Enter the one-way route length, not the loop — the ×2 already accounts for the return path.
What drop is acceptable?
The common rule of thumb, and the NEC recommendation, is up to 3% on a branch circuit and 5% total to the furthest point (feeder plus branch). Your local wiring rules set the real limit — design to whatever applies.
Example: a 20 A, 240 V load run 100 ft on 10 AWG (6 mm²) copper drops about 5 V — roughly 2%, comfortably inside the 3% target.
Size and material matter most
Resistance falls as the conductor gets thicker, so going up two AWG sizes (doubling the area) roughly halves the drop. And copper carries current with about a third less resistance than aluminum of the same size, so an aluminum run needs to be a gauge or two larger to match it.
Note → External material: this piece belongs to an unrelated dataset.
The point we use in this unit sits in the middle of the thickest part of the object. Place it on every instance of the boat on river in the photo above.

| To cut voltage drop… | Effect |
|---|---|
| Up two AWG sizes (2× area) | ~half the drop |
| Copper instead of aluminum | ~⅓ less drop, same size |
| Halve the run length | ~half the drop |
Voltage Drop Calculator
Enter the supply type, current, run length and conductor size — it returns the drop in volts and %, a pass/fail against your limit, and the voltage left at the load.
When a long run means upsizing
On a long run the ampacity might be fine while the drop fails, so you size up for distance. A circuit that needs 12 AWG for its current may need 10 or 8 AWG once it runs 150 ft — not because the wire would overheat, but because the load would starve. The calculator flags exactly when that switch happens.
This isn’t the whole design
The figures use conductor resistance at a typical operating temperature and ignore reactance, which only matters on large three-phase runs (say 480 V feeders). Always confirm ampacity, protection and installation method against your wiring rules — voltage drop is one check among several.